Amazon Athena provides JDBC driver, you can find it and some sample code here: Accessing Amazon Athena with JDBC, so we can connect Athena thru Spark code on Zeppelin, or thru JDBC interpreter.

Unfortunately the first approach is not achievable right now because some functionality is not implemented yet in the JDBC driver. You can find more about it here: prepareStatement in JDBC Driver? (Maybe we can implement wrapper class with prepareStatement?)

Thus, this time I took the second approach, which is, using Apache Zeppelin’s JDBC interpreter.

Interpreter configuration:

Here is the interpreter configuration. Based on the Amazon’s document, the items we have to configure are:

default.driver: com.amazonaws.athena.jdbc.AthenaDriver
default.url: jdbc:awsathena://athena.${region}.amazonaws.com:443/
default.uesr: YOUR_AWS_ACCESS_KEY. Could be removed if you are using instance profile though I haven’t tested it.
default.password: YOUR_AWS_SECRET_KEY. Could be removed if you are using instance profile though I haven’t tested it.
default.s3_staging_dir: YOUR S3 DIRECTORY for staging. This must be located in same region with your Athena.

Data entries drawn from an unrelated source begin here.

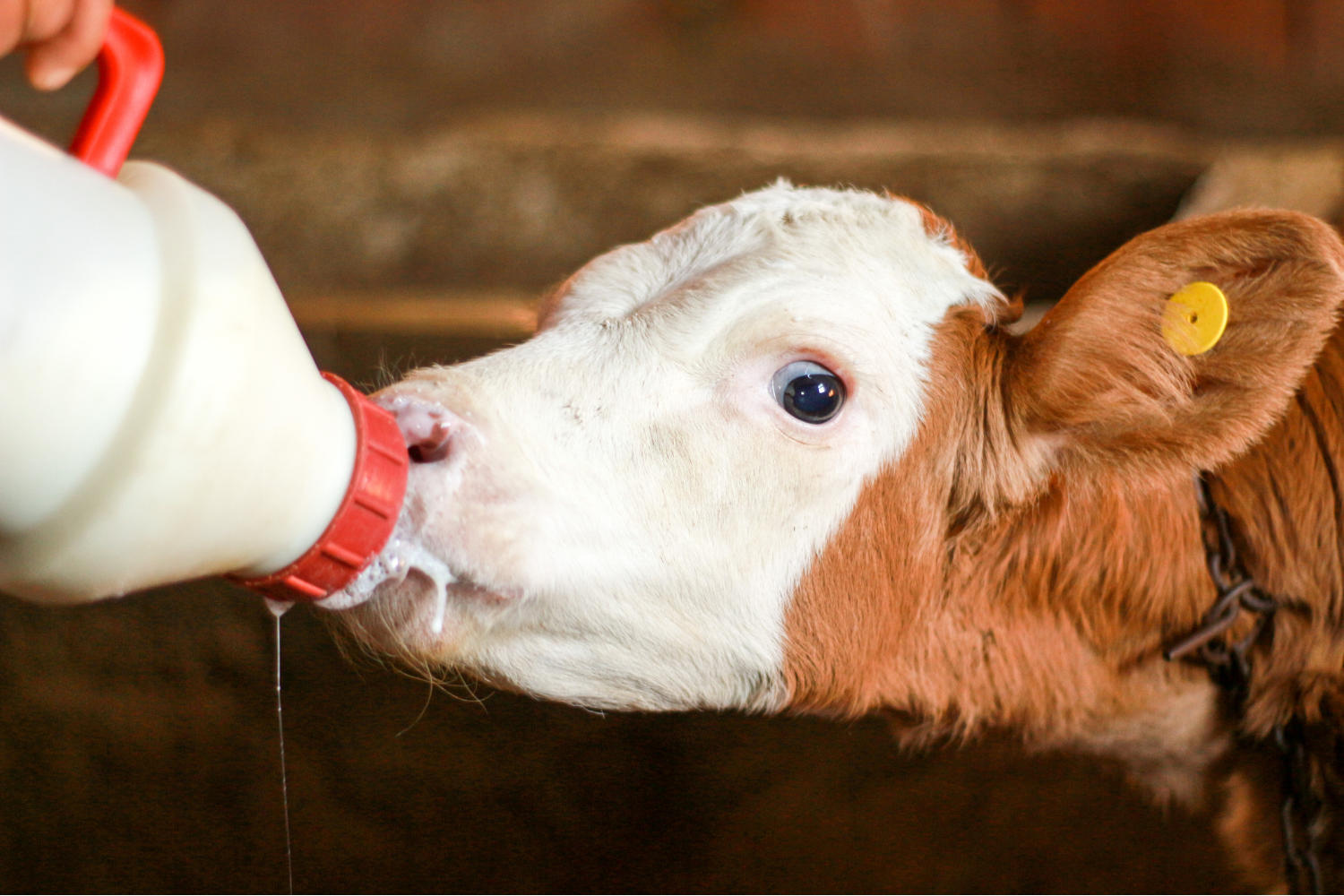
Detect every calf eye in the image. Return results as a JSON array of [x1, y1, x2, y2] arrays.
[[771, 361, 844, 423]]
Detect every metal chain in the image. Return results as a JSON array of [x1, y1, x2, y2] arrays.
[[1163, 473, 1325, 893]]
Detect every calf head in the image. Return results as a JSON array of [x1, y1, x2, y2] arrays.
[[341, 184, 1341, 736]]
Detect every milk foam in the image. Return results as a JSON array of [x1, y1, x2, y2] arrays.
[[316, 506, 457, 634]]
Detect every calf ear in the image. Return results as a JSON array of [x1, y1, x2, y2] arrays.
[[1005, 211, 1344, 473]]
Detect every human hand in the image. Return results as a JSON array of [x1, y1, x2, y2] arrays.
[[0, 0, 113, 90]]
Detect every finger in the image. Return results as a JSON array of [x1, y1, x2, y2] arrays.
[[0, 0, 29, 56], [19, 0, 78, 44], [27, 0, 113, 90]]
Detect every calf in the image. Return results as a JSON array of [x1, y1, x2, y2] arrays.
[[338, 184, 1344, 887]]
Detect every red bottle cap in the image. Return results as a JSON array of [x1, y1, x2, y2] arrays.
[[230, 374, 410, 600]]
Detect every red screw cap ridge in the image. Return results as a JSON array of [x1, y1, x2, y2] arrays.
[[70, 8, 164, 177], [230, 374, 410, 600]]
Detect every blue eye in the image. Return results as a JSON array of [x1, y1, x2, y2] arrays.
[[771, 361, 844, 423]]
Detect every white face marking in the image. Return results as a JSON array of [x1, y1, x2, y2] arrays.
[[339, 184, 997, 710]]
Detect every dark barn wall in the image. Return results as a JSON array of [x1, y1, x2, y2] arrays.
[[0, 0, 1344, 892]]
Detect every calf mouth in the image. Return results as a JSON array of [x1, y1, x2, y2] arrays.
[[317, 509, 505, 657]]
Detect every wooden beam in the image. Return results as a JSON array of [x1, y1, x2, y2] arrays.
[[288, 289, 539, 339]]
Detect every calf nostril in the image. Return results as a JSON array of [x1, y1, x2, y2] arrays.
[[403, 422, 453, 463], [378, 395, 457, 463]]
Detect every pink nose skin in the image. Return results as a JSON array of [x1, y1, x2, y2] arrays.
[[374, 395, 460, 463]]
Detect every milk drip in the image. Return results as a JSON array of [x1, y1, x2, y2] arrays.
[[0, 11, 408, 603]]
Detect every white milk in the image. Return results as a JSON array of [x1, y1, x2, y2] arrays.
[[0, 119, 355, 603]]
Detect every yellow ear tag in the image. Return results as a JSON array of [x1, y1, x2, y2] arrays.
[[1163, 282, 1228, 355]]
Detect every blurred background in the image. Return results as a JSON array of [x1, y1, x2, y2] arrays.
[[0, 0, 1344, 892]]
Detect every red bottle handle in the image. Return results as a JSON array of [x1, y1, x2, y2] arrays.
[[70, 8, 164, 177]]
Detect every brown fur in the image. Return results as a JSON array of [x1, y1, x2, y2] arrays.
[[787, 211, 1344, 882]]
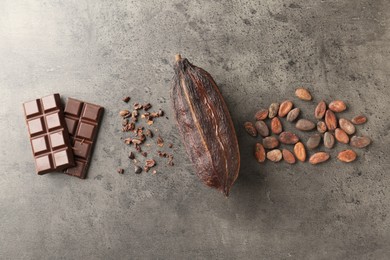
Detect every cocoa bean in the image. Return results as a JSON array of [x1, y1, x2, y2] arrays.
[[255, 109, 268, 120], [295, 119, 316, 131], [309, 152, 330, 165], [263, 136, 279, 149], [351, 115, 367, 125], [244, 122, 257, 137], [317, 121, 328, 134], [324, 132, 334, 149], [339, 118, 356, 135], [279, 132, 299, 144], [255, 143, 265, 163], [329, 100, 347, 112], [306, 134, 321, 150], [325, 109, 337, 131], [271, 117, 283, 134], [294, 142, 306, 162], [334, 128, 349, 144], [295, 88, 312, 101], [278, 100, 293, 117], [350, 135, 371, 148], [267, 149, 282, 162], [337, 150, 357, 162], [268, 103, 279, 118], [287, 107, 301, 122], [282, 149, 295, 164], [255, 121, 269, 137]]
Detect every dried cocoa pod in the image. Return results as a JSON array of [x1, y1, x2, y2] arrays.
[[337, 150, 357, 162], [309, 152, 330, 165], [325, 109, 337, 131], [271, 117, 283, 135], [255, 121, 269, 137], [351, 115, 367, 125], [314, 100, 326, 119], [255, 143, 265, 163], [255, 109, 268, 120], [244, 122, 257, 137], [278, 100, 293, 117], [171, 55, 240, 196], [287, 107, 301, 122]]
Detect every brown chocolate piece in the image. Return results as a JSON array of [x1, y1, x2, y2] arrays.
[[23, 94, 75, 175], [64, 98, 104, 179]]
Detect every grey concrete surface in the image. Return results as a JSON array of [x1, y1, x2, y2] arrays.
[[0, 0, 390, 259]]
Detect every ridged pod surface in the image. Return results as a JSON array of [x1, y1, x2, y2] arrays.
[[171, 55, 240, 196]]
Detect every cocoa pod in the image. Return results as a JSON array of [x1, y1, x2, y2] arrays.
[[350, 135, 371, 148], [171, 55, 240, 196], [295, 119, 316, 131], [306, 134, 321, 150], [334, 128, 349, 144], [317, 121, 328, 134], [263, 136, 279, 149], [314, 100, 326, 119], [295, 88, 312, 101], [339, 118, 356, 135], [255, 121, 269, 137], [287, 107, 301, 122], [282, 149, 295, 164], [351, 115, 367, 125], [324, 132, 334, 149], [255, 143, 265, 163], [278, 100, 293, 117], [271, 117, 283, 134], [309, 152, 330, 165], [294, 142, 306, 162], [325, 109, 337, 131], [267, 149, 282, 162], [244, 122, 257, 137], [255, 109, 268, 120], [329, 100, 347, 112], [279, 132, 299, 144], [268, 103, 279, 118], [337, 150, 357, 162]]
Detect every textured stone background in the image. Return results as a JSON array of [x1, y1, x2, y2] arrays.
[[0, 0, 390, 259]]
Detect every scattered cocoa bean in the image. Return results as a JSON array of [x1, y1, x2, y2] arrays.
[[314, 100, 326, 119], [268, 103, 279, 118], [255, 143, 265, 163], [337, 150, 357, 162], [329, 100, 347, 112], [263, 136, 279, 149], [350, 135, 371, 148], [334, 128, 349, 144], [294, 142, 306, 162], [267, 149, 282, 162], [271, 117, 283, 134], [282, 149, 295, 164], [278, 100, 293, 117], [295, 88, 312, 101], [325, 109, 337, 131], [287, 107, 301, 122], [309, 152, 330, 165], [255, 109, 268, 120], [295, 119, 316, 131], [351, 115, 367, 125], [279, 132, 299, 144], [255, 121, 269, 137]]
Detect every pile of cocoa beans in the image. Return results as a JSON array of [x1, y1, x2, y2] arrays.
[[244, 88, 371, 165]]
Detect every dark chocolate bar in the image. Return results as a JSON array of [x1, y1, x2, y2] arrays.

Also you have to add the driver jar to dependency as below.

Creating table

Athena seems it has own built-in hive-metastore, so we have to tell it table schema using CREATE EXTERNAL TABLE. What’s little bit tricky is that we cannot run CREATE EXTERNAL TABLE thru JDBC because it’s not standard sql but HiveQL. So we MAY have to run those DDL via Athena UI like below. This time I used the public example data on S3 from Amplab.

BTW, I also tried ORC tables and it worked as well!

Running queries

Now we can run queries!

Remark

While I was playing with this, I found that INSERT OVERWRITE TABLE is not supported in Athena. So we have to build data ingestion pipeline outside of Athena.